Véritable phénomène, le documentaire animalier de Vincent Munier, a réuni près d’un million de spectateurs en salles.
Le Chant des forêts de Vincent Munier, en salle depuis un peu plus d’un mois – il est sorti le 17 décembre 2025 – continue de captiver les spectateurs. Cette ode à l’observation et au ralentissement, tournée dans les Vosges, a franchi le cap du million d’entrées en six semaines d’exploitation.
Le film du photographe animalier est ainsi en train de devenir un véritable phénomène. Jeudi 29 janvier Le Chant des forêts a par ailleurs récolté deux nominations aux César, dans les catégories meilleur documentaire – un prix qu’il avait décroché avec La Panthère des neiges, son premier film, en 2022 – et meilleur son.
Bouche-à-oreille
« Je suis vraiment tellement content! », a réagi Vincent Munier au micro d’ICI Lorraine. « Déjà parce que les spectateurs ont répondu présent, c’est quand même assez génial, et là les César aussi nous nomment: on est ravi! »
« Je crois que tous, on a besoin de beau, de douceur, de poésie, d’amour », a-t-il ajouté.

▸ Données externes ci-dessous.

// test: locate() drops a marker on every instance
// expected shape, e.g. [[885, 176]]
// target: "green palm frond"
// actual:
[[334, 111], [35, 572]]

Porté par le bouche-à-oreille, ce récit familial séduit par la beauté de ses paysages et son propos. Le photographe et réalisateur originaire d’Épinal signe ici un film très personnel sur la transmission entre un grand-père, un père et son fils.
Une histoire qui touche le public, tout comme celle du grand Tétras, oiseau mythique qui a disparu des terres françaises en moins de cinquante ans, et auquel le père de Vincent Munier, le naturaliste Michel Munier, a consacré sa vie.
Si Vincent Munier a surfé sur le succès de son précédent opus, La Panthère des neiges, 626.722 entrées en 2022, Le Chant des forêts a désormais largement dépassé ce chiffre.
« J’utilise le succès de La Panthère pour ramener cette proposition assez osée, par son rythme, par tout, au cinéma. Le cinéma, y a pas mieux pour transmettre des émotions », confiait le photographe et réalisateur à BFMTV lors de la sortie du film.